Mr. Kravchenko and other Western economists working closely with Ukrainian reformers disagree with critics' gloomy picture of prospects for radical economic reform in Ukraine.
Ukraine's legislature passed some very progressive reform legislation, says Oleh Havrylyshyn, a Canadian serving as Ukraine's deputy minister of finance, including laws on privatization of large and small enterprises and a "very liberal" foreign investment law.
The government's draft budget proposal for 1992, still being debated by parliament, is very ambitious, he says. It proposes a reduction in the budget deficit from 12 percent to 2 percent of the GNP through drastic cuts in price subsidies and social programs, meeting the requirements for credit from the International Monetary Fund (IMF), which accepted Ukraine's membership in late April.
"I'd like to see any Western legislature accept this budget," says Mr. Havrylyshyn.
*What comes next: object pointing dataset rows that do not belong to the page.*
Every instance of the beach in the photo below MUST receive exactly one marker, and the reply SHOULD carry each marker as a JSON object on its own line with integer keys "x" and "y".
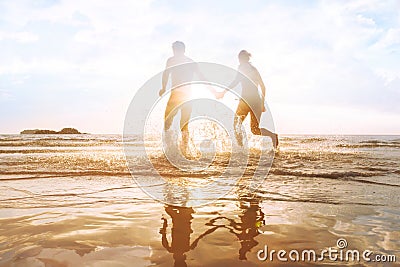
{"x": 70, "y": 200}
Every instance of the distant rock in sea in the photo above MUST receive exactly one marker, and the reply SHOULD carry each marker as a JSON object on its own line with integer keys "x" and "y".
{"x": 63, "y": 131}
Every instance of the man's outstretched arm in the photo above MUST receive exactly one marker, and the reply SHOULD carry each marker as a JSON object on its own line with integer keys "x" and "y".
{"x": 165, "y": 78}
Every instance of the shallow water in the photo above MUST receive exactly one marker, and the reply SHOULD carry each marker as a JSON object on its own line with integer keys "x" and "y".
{"x": 71, "y": 201}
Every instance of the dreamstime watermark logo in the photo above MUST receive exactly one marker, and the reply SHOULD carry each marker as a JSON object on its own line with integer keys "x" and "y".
{"x": 219, "y": 153}
{"x": 338, "y": 253}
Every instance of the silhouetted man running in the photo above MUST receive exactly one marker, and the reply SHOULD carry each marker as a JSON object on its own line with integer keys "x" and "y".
{"x": 182, "y": 75}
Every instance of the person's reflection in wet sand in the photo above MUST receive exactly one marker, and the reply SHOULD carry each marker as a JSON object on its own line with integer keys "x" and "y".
{"x": 180, "y": 233}
{"x": 247, "y": 229}
{"x": 251, "y": 219}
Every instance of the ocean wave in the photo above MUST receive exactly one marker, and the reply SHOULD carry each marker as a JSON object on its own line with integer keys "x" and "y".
{"x": 51, "y": 174}
{"x": 345, "y": 175}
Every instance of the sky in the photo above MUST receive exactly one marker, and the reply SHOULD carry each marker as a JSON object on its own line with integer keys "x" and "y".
{"x": 330, "y": 67}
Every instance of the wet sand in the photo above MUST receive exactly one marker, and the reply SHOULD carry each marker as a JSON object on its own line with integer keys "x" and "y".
{"x": 80, "y": 207}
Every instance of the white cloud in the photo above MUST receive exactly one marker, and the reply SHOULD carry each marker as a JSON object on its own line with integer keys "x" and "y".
{"x": 21, "y": 37}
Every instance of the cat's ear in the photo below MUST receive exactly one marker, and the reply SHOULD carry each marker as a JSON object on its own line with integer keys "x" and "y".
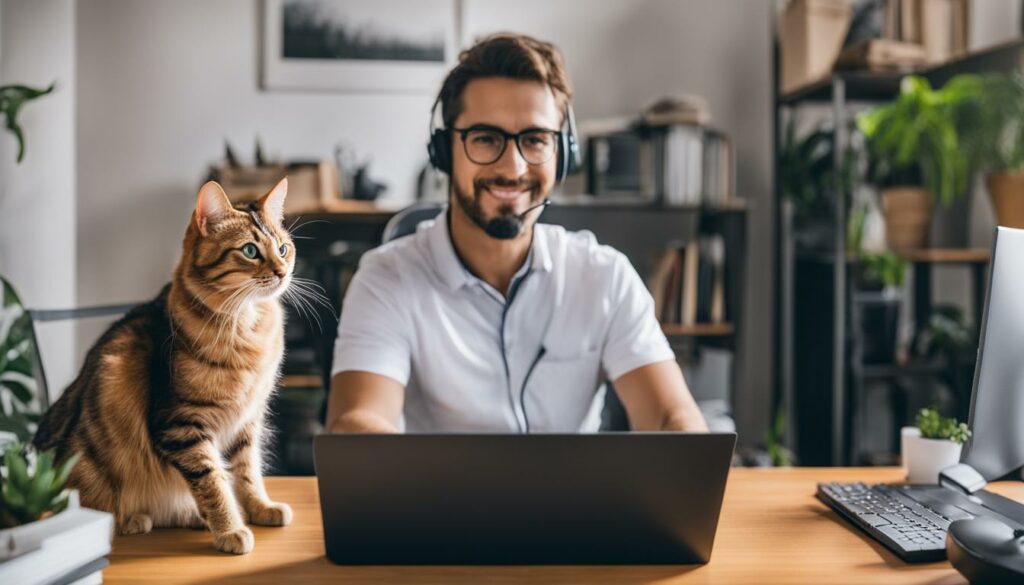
{"x": 212, "y": 206}
{"x": 273, "y": 202}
He acknowledges that it was Lanovy, who is also Ukraine's deputy prime minister in charge of economic reform, who authored the program accepted by the IMF.
It is also mostly members of Lanovy's team, primarily young, Western-trained economists, who are working on the mechanisms of economic reform, according to both Bull and Kravchenko. Mykola Sivulsky and Oleksander Sharov, for instance, have been appointed deputy chairmen of Ukraine's national bank, in charge, respectively, of currency introduction and foreign exchange.
Ukraine plans to introduce its national currency in two stages with the multi-use coupons now in circulation serving as transitional money, most likely beginning in June.
"This should be followed by a period of economic stabilization. The economy must stabilize before we introduce our currency, the hryvna, by the end of 1992," Sivulsky says.
The currency is now being printed in Canada.
The monetary reform plan drafted by Lanovy's team, which is likely to be adopted, stipulates Ukraine will return all the rubles removed from its economy to Russia, averting a much-feared hyper-inflationary flood of rubles into Russia's economy. Privatization delayed
Some members of Lanovy's team are also working on the program, setting targets for privatization for 1992.
"It's taking forever," says Bull, a privatization expert. "The Russians have started their auctions already, but I don't think the Ukrainian program will even make it to parliament before June."
"The inertia here has its roots in many fears," says Mr. Naumenko: "the mentality; the unprofessional level of the government, still full of old party functionaries; populist politics in parliament; and the fact that Ukraine has only started building its state institutions. Russia simply took over the Soviet Union's."